Stuart Butts, a founding member and director of Xenos Group, Inc., says there is, however, one other area that demands equal consideration by organizations: managing structured and unstructured data and documents. Very often enterprises will hold the same information in a variety of different electronic formats and in different physical locations to meet different requirements, Butts notes. Multiple silos of information in technologically incompatible systems mean that information cannot be shared in real time. In addition, this approach consumes inordinate amounts of storage space and the associated costs that go with that.

With the explosive growth in data and documents, Butts says the time has come to apply reduce, reuse and recycle thinking to electronic business information. Embracing a more strategic, ‘green’ approach to information management will deliver a number of benefits, not the least of which is a dramatic reduction in the cost and complexity of power-consuming storage requirements, he believes.
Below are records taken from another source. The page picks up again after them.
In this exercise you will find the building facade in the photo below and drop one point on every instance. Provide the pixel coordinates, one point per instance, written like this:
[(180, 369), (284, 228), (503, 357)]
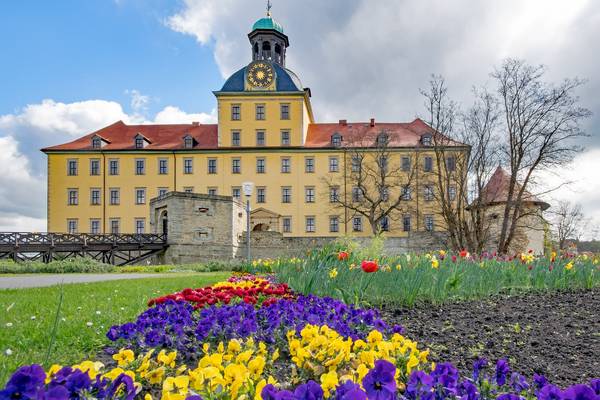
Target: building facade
[(266, 134)]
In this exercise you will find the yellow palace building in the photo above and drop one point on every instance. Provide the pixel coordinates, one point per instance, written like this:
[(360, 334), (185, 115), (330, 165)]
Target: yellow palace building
[(266, 134)]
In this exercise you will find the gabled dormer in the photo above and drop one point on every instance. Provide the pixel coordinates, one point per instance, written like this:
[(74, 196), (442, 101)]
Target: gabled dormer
[(140, 141), (98, 142), (189, 142), (336, 139)]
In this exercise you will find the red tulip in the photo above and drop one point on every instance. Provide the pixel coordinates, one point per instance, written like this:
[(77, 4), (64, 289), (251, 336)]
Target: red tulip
[(369, 266)]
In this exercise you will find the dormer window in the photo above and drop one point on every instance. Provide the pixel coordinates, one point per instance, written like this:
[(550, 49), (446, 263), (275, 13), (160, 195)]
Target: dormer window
[(336, 140), (382, 139), (98, 142), (188, 142), (140, 141), (426, 139)]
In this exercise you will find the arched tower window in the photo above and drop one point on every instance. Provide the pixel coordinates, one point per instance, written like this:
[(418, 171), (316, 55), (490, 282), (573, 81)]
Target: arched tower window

Butts says there are a number of specific offerings that can help to reduce storage demands by eliminating redundancy and simplifying access to business critical information in real time. These include archiving, content migration and consolidation tools that enable real-time, on-demand transformation of customer statements and other key documents contained in electronic print files to PDFs for ePresentment.

By eliminating the constraints imposed by incompatible hardware or software platforms and disparate data and document archives, Xenos has helped organizations to reduce, reuse and recycle their data and documents to lower costs and improve information flow, Butts notes.

On-demand transformation to PDF format allows organizations to eliminate the unnecessary storage of large, graphically rich files, while streamlining version control with a technique known as “document resource optimization”. For some, this approach has effectively reduced storage requirements by as much as 90 percent, Butts says. Given that many large enterprises are spending as much as 70 percent of their IT budgets on their storage infrastructures, it’s time to apply reduce, reuse, and recycle thinking to data and storage needs, he adds.